Study Design. Population based prospective cohort study.
Objective. We explored the cross-sectional relationships between lumbar multifidus (LM) intramuscular adipose tissue (IMAT) infiltration and low back pain (LBP) at 3 successive time points and investigated the role of IMAT in predicting the occurrence of LBP after 5 and 9 years.
Summary of Background Data. Although LBP is a major source of disease burden, the biological determinants of LBP are poorly understood.
Methods. Participants were 40-year-old adults randomly sampled from a Danish population and followed up at 45 and 49 years of age. At each time point, participants underwent magnetic resonance imaging and reported ever having had LBP, LBP in the previous year, nontrivial LBP in the previous year, or a history of pain radiating into the legs. Pixel intensity and frequencies from T1-weighted magnetic resonance images identified the greatest proportion of LM IMAT at the L4 and L5 spinal levels. IMAT infiltration was categorized as normal/mild, moderate, or severe based on tertile divisions. Associations were explored with crude and adjusted odds ratios (aORs) from logistic regression models.

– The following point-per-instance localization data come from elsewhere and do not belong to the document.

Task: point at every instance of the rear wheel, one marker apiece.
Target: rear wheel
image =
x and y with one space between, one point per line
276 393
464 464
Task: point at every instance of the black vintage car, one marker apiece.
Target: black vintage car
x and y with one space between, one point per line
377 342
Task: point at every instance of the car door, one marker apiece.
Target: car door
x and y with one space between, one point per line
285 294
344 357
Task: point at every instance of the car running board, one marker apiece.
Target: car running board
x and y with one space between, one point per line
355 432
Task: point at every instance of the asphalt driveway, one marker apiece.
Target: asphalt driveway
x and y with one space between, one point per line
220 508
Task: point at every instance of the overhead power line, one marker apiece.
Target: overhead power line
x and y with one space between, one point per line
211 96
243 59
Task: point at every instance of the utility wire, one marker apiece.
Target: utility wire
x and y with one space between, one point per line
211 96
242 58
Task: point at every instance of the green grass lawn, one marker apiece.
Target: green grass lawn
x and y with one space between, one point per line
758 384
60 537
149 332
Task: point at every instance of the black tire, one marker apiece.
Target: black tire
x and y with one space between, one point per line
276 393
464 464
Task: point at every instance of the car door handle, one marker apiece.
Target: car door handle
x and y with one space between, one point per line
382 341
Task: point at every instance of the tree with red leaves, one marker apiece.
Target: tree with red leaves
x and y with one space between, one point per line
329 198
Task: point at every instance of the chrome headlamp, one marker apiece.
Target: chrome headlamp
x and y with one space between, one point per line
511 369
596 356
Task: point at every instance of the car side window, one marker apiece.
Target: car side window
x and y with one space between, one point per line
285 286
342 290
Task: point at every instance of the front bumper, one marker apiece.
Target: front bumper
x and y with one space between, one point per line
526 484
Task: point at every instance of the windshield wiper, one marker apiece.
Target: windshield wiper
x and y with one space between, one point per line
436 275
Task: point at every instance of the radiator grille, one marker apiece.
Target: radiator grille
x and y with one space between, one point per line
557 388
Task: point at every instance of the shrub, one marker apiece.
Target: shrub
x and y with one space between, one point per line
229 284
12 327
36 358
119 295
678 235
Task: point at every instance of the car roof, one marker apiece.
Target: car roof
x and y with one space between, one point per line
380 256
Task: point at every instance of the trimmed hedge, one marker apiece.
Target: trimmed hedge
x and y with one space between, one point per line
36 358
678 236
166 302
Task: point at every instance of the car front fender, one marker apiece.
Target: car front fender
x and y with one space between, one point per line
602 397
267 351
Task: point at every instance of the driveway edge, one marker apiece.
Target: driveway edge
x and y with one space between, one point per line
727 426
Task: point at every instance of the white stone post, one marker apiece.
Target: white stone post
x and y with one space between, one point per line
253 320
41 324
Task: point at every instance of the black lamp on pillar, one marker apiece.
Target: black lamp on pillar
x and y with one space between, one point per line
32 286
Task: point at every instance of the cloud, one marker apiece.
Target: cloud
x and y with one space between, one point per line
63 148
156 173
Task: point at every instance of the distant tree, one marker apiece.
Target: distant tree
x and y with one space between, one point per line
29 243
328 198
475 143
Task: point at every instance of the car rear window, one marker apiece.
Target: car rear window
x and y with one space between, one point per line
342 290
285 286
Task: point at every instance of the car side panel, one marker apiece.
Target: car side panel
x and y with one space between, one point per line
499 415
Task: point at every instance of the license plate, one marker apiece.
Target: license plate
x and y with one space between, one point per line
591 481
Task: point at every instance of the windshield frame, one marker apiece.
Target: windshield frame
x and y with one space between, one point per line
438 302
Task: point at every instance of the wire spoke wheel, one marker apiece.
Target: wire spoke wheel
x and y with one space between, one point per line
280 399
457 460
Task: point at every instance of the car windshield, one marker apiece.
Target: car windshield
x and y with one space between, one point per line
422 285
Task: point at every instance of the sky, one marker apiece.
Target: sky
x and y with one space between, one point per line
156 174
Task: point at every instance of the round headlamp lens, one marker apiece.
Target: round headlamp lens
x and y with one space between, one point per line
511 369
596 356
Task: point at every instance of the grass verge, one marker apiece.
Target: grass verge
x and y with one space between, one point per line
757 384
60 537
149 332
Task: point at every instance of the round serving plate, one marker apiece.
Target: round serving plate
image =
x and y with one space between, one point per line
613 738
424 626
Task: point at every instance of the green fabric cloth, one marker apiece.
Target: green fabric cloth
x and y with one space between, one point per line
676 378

Model covariates included sex, body mass index, and occupational and leisure time physical activity.
Results. A total of 401 participants were enrolled, with 331 (83%) and 286 (71%) participants followed up at 5 and 9 years, respectively. The cross-sectional analyses demonstrated that at the age of 40 years, participants with severe IMAT infiltration demonstrated increased odds of ever experiencing LBP (aOR [95% confidence interval, 95% CI] = 3.16 [1.45–6.89]), nontrivial LBP (aOR [95% CI] = 2.82 [1.36–5.81]), LBP in the past year (aOR [95% CI] = 1.95 [1.07–3.53]), and leg pain (aOR [95% CI] = 2.08 [1.19–3.62]). There were no consistent cross-sectional associations between LBP/leg pain and LM IMAT at 45 or 49 years of age and LM IMAT did not predict future LBP or leg pain.
Conclusion. The relationship between LM IMAT and LBP/leg pain is inconsistent and may be modified by age.